The majority of errors affecting anatomic and clinical pathology laboratories occur during the pre-analytical phase of testing. While we often feel more in control of the variables that cause analytical and post-analytical errors, managing pre-analytical errors is critical to optimizing laboratory workflows. Rather than feeling helpless about errors that occur prior to specimen receipt in the laboratory, there are options that can make an impact on pre-analytical error rates and the quality of care provided to our patients.
As with many performance improvement initiatives, using data to drive changes in behavior tends to be effective. In order to best collect and compare data on specimen rejection and pre-analytical errors, the first step is to standardize test cancellation reasons. Since laboratories have different methods for documenting pre-analytical errors, standardizing as much of the error documentation workflow as possible is key to comparing your lab’s data to benchmarks. Performing an audit of test cancellation reasons in your lab information system (LIS) is a must. Depending on how your staff enter data into the LIS, this can be done using free text or a drop-down menu with pre-assigned cancelation reasons. The free text option lends itself to more variation in the categories documented for specimen rejection. Utilizing a drop-down menu with consensus-driven predetermined reasons is a very effective way to decrease the number of potential causes listed. However, even this drop-down option needs to be audited in order to determine whether there is overlap between categories or if relevant categories have been excluded, leading to erroneous reporting.

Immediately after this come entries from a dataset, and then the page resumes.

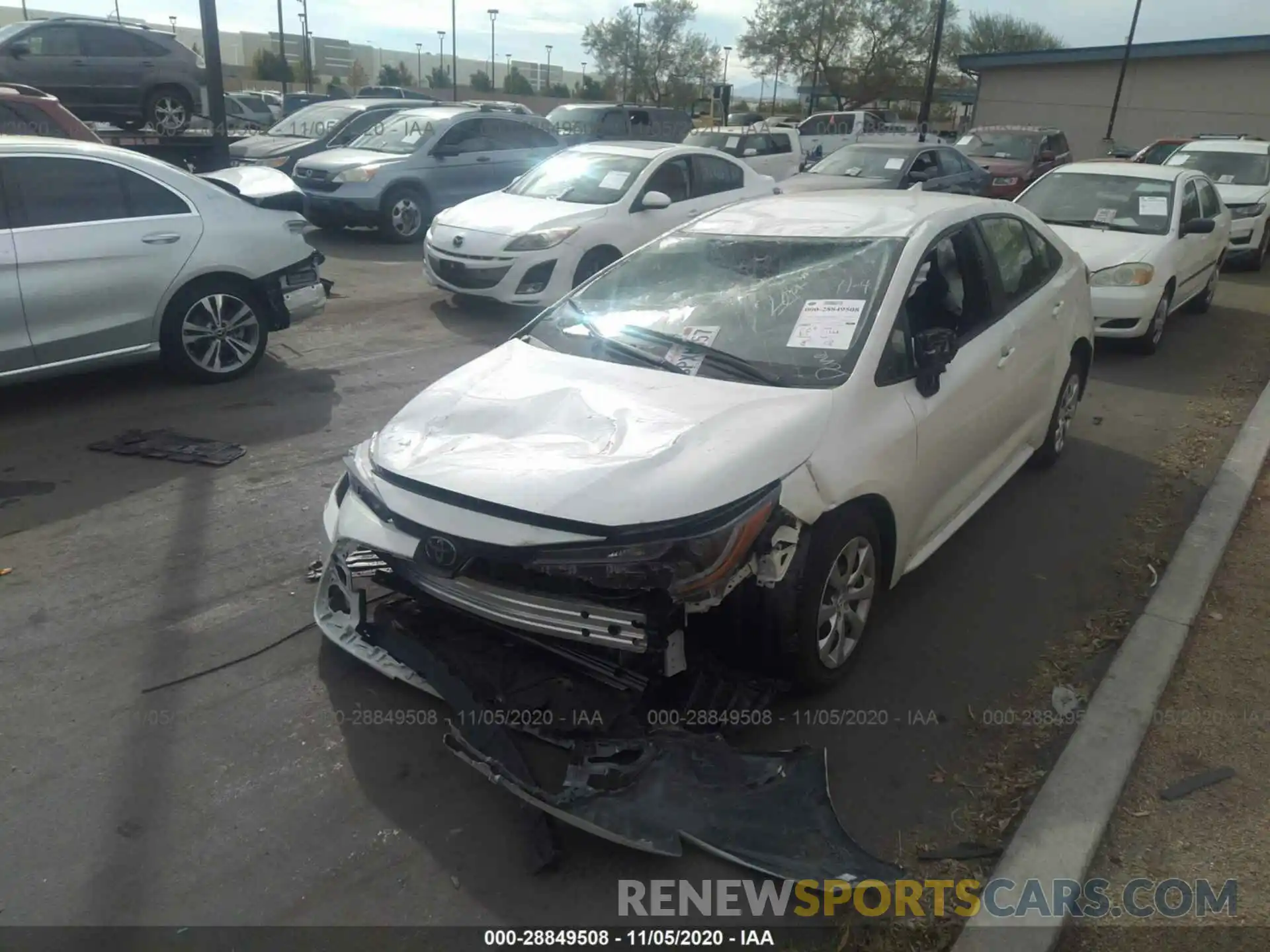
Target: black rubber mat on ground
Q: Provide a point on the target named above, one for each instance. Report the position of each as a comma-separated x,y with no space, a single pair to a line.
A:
168,444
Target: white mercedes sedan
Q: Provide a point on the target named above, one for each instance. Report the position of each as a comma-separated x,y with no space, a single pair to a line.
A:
1154,237
766,418
574,215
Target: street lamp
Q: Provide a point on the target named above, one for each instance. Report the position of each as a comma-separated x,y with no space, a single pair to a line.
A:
639,22
493,16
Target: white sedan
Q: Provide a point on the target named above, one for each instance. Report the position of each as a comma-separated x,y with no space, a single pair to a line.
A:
574,215
1154,237
773,413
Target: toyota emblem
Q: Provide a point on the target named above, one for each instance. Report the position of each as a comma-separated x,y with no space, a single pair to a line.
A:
441,553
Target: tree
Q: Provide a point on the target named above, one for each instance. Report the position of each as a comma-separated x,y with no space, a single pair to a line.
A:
271,66
516,84
397,75
667,48
357,77
1002,33
865,50
588,89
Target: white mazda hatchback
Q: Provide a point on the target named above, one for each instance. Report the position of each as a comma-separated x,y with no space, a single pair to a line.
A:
769,416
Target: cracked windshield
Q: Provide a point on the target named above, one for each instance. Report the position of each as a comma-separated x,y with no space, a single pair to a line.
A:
635,475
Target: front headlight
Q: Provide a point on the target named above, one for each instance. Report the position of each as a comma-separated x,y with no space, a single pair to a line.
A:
1248,211
362,173
1124,276
687,568
540,239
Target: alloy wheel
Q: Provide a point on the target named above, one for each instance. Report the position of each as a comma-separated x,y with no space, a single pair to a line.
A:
169,114
845,601
220,333
405,216
1067,404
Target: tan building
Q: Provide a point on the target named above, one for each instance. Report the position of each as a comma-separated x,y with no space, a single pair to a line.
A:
1170,89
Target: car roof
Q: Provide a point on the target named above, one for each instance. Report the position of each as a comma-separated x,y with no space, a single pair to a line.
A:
1136,171
846,214
1250,146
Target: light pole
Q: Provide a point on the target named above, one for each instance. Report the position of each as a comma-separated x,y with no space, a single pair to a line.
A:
493,16
639,23
441,50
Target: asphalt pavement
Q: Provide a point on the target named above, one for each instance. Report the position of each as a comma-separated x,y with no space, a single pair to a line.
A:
267,793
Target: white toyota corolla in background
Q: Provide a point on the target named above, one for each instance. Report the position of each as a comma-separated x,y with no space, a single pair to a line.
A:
1152,235
1241,171
777,412
574,215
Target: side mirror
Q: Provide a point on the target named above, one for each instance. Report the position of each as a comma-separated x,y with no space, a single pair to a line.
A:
656,200
1198,226
934,350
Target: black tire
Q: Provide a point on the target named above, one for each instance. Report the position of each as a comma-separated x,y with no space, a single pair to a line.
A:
592,263
169,111
842,543
204,305
1205,299
1060,419
1150,342
404,215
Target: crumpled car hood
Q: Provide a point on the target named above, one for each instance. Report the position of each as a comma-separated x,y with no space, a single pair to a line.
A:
597,442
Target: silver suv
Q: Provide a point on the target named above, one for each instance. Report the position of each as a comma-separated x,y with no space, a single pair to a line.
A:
107,71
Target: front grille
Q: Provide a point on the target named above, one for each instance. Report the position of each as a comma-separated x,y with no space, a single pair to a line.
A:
462,277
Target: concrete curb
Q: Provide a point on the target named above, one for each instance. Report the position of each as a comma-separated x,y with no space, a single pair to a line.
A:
1062,830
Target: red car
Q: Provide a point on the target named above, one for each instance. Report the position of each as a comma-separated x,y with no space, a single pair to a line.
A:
24,111
1015,155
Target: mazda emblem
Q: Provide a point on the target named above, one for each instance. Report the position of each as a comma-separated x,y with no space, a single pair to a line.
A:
441,553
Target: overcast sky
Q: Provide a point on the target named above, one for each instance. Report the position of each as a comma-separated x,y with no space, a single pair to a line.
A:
524,28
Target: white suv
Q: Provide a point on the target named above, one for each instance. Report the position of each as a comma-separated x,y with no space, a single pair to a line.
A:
1240,168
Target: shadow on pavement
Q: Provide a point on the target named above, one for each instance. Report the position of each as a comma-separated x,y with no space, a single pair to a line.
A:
964,631
48,474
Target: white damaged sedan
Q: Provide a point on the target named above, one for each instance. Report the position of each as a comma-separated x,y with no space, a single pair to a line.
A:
765,418
575,214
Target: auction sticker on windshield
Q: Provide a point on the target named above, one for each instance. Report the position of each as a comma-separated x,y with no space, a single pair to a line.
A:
827,324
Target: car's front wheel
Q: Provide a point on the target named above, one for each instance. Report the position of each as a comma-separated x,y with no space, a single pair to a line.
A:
214,332
837,586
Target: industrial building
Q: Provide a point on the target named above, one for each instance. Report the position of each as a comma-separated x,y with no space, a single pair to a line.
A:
1170,89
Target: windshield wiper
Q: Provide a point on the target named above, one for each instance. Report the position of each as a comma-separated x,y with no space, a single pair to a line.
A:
624,349
738,365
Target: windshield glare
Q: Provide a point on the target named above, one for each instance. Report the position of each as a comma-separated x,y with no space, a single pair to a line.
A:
312,122
1227,168
577,177
864,163
1020,146
1113,202
400,135
792,306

ASCP’s National Pathology Quality Registry (NPQR) offers a Pre-analytical Errors Module that provides national benchmarks to standardize and compare pre-analytical error rates. In order to create this module, expert pathologists and laboratory professionals created a list of best practice pre-analytical error categories. These categories are mapped to existing categories from participating NPQR sites, allowing for the standardization of reasons for pre-analytical errors and the tracking of these errors in real time. If a particular site has an error that is not included in the NPQR that they wish to track, customization options are possible. However, we find that “common things are common,” and the patterns of cancellation reasons are fairly standard across organizations.

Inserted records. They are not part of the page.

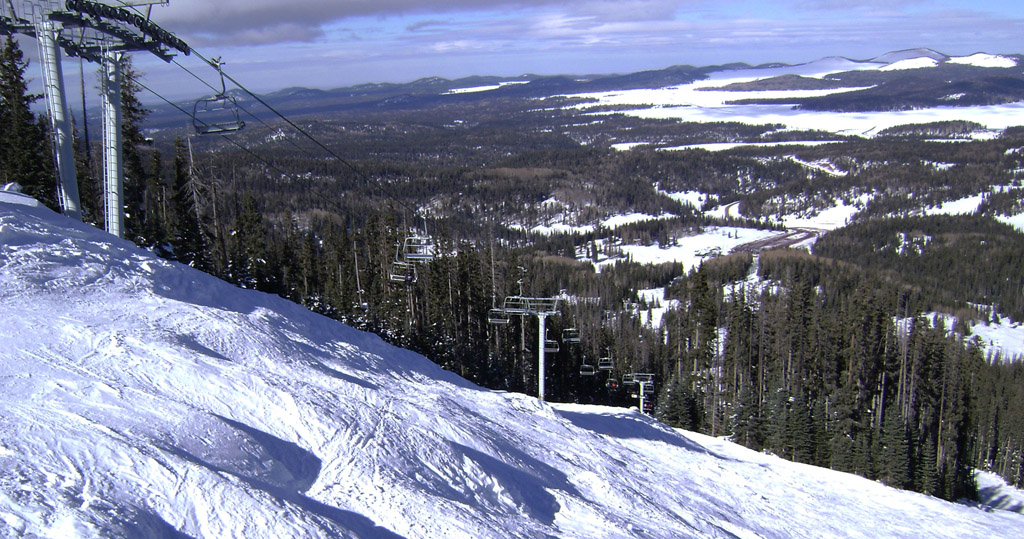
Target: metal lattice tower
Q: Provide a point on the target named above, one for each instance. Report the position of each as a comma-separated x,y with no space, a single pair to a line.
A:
542,307
101,33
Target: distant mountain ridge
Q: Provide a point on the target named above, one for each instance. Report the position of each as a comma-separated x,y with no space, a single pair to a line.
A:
898,89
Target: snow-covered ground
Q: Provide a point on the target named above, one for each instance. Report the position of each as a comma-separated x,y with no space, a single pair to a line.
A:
140,398
657,305
827,218
722,147
689,250
612,221
1005,337
705,100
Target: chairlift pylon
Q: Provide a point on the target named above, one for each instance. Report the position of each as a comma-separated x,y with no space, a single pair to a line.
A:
219,113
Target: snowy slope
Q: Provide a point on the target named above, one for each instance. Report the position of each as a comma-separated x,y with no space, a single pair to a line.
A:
142,399
706,100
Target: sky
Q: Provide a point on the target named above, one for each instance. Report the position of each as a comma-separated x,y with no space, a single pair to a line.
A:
272,44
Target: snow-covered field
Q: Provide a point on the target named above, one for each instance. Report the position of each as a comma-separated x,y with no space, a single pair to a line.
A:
705,100
689,250
140,398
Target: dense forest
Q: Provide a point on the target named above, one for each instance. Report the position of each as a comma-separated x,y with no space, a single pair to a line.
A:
826,358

Just the exercise in becoming aware of available pre-analytical error reasons and the way they are collected in your laboratory’s workflow is valuable in driving continuous improvement. Once this process is optimized, data can be used to educate and encourage clinical departments to pay attention to certain patterns and errors that arise. The laboratory can use these data to emphasize its value to other departments by offering to collaborate and share best practices on how to reduce these errors. The ability to benchmark across national standards as well as between submitting departments within one organization can help encourage a culture that comes together to tackle errors that ultimately impact patients.